Quiero proponer una clasificación distinta. Imperfecta, especulativa, apenas sugerente, pero fructífera en mi opinión. Desde hace un tiempo, Colombia se ha venido dividiendo en dos países distintos: el del norte y el del sur, uno de Cali hacia arriba (me estoy imaginando un paralelo que pasa por la ciudad de Cali y continua hacia el oriente) y otro de Cali hacia abajo, uno donde existen asomos de modernidad económica y otro donde el futuro luce aún peor que el pasado. En suma, hay un país en trance de transformación y otro que parece moverse en sentido contrario: la república cocalera del sur. Estos ejercicios, ya lo dije, pueden ser descomedidos.

Cartagena, Barranquilla e incluso Santa Marta están creciendo aceleradamente; el aumento del comercio está corrigiendo un disparate histórico: la concentración de la actividad económica en las laderas andinas, más cerca de las estrellas, pero muy lejos del mar. Medellín está transformando su economía poco a poco, de la manufactura está moviéndose hacia los servicios especializados. Una ecología de pequeñas y medianas empresas, algunas con vocación exportadora, ha surgido en Bucaramanga y sus alrededores. Villavicencio parece destinada a convertirse en la capital petrolera del oriente. Bogotá disfruta de una doble ventaja: la de su tamaño y la de la presencia Estado. En fin, muchas ciudades y regiones de Colombia tienen una vocación económica clara, no consolidada pero sí evidente.

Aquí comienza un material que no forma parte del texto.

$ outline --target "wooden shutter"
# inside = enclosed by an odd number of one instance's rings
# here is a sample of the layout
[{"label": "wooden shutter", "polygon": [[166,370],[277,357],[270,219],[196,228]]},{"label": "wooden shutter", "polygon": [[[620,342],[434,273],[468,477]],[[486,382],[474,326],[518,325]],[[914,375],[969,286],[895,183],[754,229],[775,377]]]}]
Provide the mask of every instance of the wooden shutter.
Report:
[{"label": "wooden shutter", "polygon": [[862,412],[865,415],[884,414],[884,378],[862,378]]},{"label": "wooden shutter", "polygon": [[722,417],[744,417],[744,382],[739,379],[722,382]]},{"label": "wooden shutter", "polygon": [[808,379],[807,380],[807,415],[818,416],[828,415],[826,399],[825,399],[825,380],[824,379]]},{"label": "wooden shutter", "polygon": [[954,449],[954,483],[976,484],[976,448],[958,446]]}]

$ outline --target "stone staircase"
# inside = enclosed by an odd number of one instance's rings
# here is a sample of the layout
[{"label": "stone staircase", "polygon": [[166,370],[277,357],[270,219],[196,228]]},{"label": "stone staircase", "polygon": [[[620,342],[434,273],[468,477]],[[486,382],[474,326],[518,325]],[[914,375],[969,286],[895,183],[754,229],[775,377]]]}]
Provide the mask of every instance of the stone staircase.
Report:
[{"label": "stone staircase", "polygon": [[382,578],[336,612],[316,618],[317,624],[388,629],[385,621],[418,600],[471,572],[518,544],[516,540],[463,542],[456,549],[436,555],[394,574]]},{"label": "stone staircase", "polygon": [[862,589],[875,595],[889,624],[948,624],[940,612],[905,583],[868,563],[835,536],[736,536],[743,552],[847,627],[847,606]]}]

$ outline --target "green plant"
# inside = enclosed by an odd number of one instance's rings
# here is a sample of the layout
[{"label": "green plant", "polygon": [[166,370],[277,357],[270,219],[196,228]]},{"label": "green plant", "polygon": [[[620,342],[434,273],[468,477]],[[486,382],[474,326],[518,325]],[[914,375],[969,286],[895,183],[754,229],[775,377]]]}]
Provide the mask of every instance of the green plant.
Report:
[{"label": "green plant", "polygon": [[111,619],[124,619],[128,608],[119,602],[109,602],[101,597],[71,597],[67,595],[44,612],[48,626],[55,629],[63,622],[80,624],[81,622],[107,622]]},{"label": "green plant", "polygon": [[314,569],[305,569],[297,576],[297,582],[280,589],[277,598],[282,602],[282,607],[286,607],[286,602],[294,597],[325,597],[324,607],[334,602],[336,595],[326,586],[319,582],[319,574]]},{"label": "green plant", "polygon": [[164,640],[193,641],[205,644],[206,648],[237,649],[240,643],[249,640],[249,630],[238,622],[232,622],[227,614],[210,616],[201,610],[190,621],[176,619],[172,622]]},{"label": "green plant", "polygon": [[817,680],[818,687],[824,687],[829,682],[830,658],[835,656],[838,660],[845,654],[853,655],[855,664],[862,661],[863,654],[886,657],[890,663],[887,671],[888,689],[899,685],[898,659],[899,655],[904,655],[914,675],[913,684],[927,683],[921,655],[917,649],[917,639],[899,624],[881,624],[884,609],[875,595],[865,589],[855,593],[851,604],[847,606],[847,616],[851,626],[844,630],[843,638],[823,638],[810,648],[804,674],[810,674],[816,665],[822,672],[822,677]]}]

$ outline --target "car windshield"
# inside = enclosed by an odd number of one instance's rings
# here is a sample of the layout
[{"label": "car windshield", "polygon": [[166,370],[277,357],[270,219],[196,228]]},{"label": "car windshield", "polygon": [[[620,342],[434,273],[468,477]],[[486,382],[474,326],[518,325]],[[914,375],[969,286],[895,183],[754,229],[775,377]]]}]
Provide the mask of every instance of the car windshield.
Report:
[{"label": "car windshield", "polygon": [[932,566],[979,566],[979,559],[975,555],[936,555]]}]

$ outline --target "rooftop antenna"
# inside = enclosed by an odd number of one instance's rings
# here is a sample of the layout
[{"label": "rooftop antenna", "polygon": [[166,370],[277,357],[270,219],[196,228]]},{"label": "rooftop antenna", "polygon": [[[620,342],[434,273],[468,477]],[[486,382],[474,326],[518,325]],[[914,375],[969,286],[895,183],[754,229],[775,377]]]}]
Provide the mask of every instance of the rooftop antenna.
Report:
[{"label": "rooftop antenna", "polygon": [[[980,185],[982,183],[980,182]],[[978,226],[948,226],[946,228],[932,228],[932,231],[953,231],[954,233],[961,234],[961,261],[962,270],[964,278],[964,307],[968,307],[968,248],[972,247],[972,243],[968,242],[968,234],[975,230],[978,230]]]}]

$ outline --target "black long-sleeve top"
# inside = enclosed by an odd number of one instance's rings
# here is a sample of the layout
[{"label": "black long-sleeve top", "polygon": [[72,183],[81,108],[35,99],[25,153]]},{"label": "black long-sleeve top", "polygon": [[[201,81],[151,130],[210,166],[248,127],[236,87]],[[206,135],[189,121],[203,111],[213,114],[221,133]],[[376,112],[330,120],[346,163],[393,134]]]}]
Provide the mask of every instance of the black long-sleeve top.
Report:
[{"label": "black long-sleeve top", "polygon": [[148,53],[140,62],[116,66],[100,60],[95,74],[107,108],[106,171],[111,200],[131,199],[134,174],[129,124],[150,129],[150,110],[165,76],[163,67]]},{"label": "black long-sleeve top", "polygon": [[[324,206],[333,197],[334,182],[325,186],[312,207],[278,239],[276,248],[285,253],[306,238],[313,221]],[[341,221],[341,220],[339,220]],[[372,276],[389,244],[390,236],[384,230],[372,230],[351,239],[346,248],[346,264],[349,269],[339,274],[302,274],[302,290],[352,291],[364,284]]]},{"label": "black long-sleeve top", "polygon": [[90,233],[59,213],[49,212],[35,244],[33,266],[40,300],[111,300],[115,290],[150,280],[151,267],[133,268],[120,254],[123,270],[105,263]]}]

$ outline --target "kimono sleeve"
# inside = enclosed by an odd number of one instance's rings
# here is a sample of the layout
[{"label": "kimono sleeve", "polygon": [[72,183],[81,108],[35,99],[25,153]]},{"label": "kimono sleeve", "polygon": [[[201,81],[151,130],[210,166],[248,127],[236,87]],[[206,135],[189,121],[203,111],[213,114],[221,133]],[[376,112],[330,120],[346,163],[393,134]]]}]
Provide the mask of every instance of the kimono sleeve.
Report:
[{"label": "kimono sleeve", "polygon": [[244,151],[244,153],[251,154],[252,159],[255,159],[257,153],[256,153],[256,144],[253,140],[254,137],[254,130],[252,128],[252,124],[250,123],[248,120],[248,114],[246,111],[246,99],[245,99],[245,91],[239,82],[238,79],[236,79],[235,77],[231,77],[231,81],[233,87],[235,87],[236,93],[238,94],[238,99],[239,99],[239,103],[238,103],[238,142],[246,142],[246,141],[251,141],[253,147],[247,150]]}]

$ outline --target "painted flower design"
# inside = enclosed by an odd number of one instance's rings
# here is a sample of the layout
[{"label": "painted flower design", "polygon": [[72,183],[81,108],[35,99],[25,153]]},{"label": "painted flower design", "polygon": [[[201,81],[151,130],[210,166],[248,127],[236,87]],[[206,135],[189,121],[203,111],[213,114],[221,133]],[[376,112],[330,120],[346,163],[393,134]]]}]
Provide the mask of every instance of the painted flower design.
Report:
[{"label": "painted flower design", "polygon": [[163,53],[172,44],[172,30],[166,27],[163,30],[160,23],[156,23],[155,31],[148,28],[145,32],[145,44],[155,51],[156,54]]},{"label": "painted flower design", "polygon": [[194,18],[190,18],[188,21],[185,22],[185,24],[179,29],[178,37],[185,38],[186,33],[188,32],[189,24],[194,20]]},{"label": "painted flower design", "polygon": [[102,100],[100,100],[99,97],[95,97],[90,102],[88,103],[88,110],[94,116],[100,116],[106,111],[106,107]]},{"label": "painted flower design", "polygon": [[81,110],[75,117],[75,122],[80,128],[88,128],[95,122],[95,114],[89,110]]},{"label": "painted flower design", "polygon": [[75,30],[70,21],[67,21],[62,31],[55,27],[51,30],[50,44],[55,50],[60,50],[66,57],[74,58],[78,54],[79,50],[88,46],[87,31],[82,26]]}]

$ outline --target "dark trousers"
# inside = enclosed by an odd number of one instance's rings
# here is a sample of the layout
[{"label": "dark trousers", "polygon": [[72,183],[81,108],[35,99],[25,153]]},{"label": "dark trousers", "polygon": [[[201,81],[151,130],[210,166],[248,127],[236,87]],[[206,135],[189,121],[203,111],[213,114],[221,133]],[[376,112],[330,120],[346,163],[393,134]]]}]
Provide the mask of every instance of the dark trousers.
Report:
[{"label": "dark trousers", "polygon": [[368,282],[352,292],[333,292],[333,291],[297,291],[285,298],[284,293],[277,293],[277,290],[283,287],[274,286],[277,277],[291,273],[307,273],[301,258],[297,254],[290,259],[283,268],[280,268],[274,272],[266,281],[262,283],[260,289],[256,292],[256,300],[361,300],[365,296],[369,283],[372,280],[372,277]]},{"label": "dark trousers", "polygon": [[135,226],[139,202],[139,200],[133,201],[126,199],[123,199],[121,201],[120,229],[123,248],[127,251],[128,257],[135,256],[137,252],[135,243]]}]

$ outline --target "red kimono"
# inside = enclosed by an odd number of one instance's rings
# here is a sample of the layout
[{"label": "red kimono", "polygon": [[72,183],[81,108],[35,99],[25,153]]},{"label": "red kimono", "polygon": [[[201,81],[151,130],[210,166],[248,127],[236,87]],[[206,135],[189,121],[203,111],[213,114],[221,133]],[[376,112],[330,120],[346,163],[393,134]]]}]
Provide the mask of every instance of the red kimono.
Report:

En la república del sur, de Cali hacia abajo, del puente para allá, la situación es distinta. No parece existir una vocación económica más allá del narcotráfico y la corrupción, del negocio de la droga y del negocio de robarle al Estado. La plata del narcotráfico permite capturar al Estado y la captura estatal facilita, a su vez, la operación del negocio de la droga. Es un círculo vicioso tan perjudicial como poderoso. No sucede solamente en el sur de Colombia. Pero allí es predominante. No es casual que Cauca y Nariño se hayan convertido en el epicentro de la guerra, que DMG y DRFE hayan surgido precisamente en el sur (el espejismo de las pirámides ocurrió en medio de la aridez económica), que la canciller se haya reunido esta semana con su homólogo ecuatoriano a hablar de refugiados, de quienes huyen de la violencia y del atraso.

Infortunadamente muy poco se está haciendo para contrarrestar la tendencia descrita. Hay una retórica oficial, repetida insistentemente, sobre la necesidad de cerrar las brechas regionales. Pero la retórica no está acompañada de políticas concretas. “El aumento del pie de fuerza no es suficiente…necesitamos desarrollo”, dijo Antonio Navarro esta semana. Y tiene razón. La república del sur está ocupada militarmente, pero no mucho más. Ya casi parece otro país.